Мы однажды упоминали роман о Петре III немецкого писателя Иоганна Мединга (1829–1903), писавшего под псевдонимом Грегор Самаров. В авторском отступлении, завершавшем роман, он делился мыслями об отношении Екатерины II к событиям в Ропше. Мысли эти заслуживают того, чтобы о них напомнить. Если даже обвинения императрицы в соучастии в убийстве собственного супруга, размышлял немецкий писатель, и несправедливы, то причиной появления всей этой странной загадки является сама императрица. И далее: «Всеми средствами, предоставленными ей ее высоким положением, и всевозможными мерами она окружила смерть Петра Федоровича тайной; она ожесточенно преследовала опубликование всяких сведений относительно этого печального происшествия, она нападала даже на такие сочинения, в которых только описывались события, сопровождавшие кончину Петра Федоровича, и которые ни словом не упоминали о ее участии. Кроме того, в момент самой катастрофы императрица не сумела держать себя так, чтобы злые языки, если им и была дана богатая пища, были вынуждены молчать. По получении извещения от Алексея Орлова Екатериной Алексеевной было немедленно созвано тайное совещание, на котором было решено в течение суток держать происшествие в тайне. После этого совещания императрица не раз показывалась придворным, и на ее лице не было заметно ни малейшего волнения. Только после манифеста, обнародованного Сенатом, императрица сделала вид, что впервые услышала о кончине своего супруга: она долго плакала в кругу приближенных и в этот день вовсе не выходила к придворным. Затем на императрицу падает тень и потому, что суду не были преданы ни Алексей Орлов, ни Теплов и никто другой; таким образом, преступление переносилось как бы на самое ее». Трудно не согласиться со сказанным.

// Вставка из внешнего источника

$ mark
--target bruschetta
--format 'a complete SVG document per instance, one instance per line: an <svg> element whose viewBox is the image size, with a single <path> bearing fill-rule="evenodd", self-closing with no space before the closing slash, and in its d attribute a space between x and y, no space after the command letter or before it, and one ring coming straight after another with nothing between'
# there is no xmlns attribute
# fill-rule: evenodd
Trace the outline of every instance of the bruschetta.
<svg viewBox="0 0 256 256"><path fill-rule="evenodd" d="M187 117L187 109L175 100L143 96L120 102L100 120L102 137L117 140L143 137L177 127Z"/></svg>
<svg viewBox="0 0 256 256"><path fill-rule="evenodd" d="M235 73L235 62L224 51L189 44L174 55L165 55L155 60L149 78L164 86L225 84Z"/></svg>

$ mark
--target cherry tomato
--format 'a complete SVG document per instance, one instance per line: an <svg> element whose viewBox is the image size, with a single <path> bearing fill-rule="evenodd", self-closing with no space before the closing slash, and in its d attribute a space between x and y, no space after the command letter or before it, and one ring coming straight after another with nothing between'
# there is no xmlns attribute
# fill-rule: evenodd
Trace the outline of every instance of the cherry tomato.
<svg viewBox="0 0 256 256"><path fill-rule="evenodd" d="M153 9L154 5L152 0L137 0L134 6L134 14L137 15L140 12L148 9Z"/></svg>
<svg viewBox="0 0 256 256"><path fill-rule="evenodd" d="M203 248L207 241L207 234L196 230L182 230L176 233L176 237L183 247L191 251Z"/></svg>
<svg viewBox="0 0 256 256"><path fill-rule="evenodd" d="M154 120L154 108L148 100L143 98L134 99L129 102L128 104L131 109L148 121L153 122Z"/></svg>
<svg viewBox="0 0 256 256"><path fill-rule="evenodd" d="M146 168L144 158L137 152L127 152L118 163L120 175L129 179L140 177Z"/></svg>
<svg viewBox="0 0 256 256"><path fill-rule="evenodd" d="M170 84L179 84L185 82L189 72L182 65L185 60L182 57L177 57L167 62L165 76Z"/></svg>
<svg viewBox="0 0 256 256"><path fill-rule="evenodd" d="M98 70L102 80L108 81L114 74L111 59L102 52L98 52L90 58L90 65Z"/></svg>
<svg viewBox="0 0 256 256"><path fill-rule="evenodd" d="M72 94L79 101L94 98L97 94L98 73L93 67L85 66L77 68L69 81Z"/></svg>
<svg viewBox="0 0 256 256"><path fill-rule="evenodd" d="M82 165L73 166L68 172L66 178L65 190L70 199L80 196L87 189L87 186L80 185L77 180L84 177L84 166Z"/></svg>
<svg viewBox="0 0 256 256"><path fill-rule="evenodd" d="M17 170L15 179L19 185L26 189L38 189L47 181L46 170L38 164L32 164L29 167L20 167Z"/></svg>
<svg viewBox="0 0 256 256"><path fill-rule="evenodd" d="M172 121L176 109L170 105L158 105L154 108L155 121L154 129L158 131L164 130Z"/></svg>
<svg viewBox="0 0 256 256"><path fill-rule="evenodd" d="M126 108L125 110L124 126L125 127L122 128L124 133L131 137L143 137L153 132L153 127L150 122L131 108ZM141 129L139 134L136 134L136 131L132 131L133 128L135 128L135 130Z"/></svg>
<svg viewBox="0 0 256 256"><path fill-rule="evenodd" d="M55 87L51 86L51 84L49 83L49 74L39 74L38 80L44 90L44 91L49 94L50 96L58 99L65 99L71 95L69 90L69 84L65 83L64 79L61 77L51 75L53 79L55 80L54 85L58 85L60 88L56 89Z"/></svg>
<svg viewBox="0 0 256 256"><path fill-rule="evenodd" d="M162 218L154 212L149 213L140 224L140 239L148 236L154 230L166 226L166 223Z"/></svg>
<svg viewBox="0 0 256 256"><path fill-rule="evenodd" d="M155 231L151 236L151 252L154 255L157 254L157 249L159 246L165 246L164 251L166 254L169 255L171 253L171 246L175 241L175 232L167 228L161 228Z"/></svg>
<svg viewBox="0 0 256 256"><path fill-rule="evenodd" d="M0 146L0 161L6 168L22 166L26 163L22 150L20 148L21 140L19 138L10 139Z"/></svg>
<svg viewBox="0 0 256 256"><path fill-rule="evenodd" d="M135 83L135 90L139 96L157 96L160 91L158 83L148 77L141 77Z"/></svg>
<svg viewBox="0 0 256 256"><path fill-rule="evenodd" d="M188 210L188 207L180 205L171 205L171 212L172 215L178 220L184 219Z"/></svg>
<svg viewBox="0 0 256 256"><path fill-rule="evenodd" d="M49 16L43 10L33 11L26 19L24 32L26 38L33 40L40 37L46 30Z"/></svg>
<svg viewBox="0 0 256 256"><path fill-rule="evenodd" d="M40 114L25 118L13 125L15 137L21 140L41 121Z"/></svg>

И все же Екатерина не только лицедействовала, но и приняла меры на будущее. Ведь не случайно же хранила она всю жизнь записочки Алексея Орлова, распорядившись вручить их после смерти, вместе с рукописями своих мемуаров, Павлу Петровичу. По сути дела, записочки Орлова компрометировали не ее, а автора этих записочек, а заодно и тех, кого он в них упоминал или на кого намекал как на свидетелей «пьяной драки». И записочки эти, с одной стороны, как бы оправдывали саму Екатерину, а с другой — становились средством шантажа не только А. Г. Орлова, но и его брата и любовника императрицы — Григория. Опять-таки на всякий случай: дабы не заходил далеко в возможных претензиях на нее самое и на ее власть.
…Пока же ей, Екатерине II Алексеевне, полегчало. Пусть один законный российский император, Иван VI Антонович, еще жив и томится в каземате Шлиссельбургской крепости. Зато от главного соперника, также законного императора Петра III Федоровича, она избавилась. Впрочем, избавилась ли?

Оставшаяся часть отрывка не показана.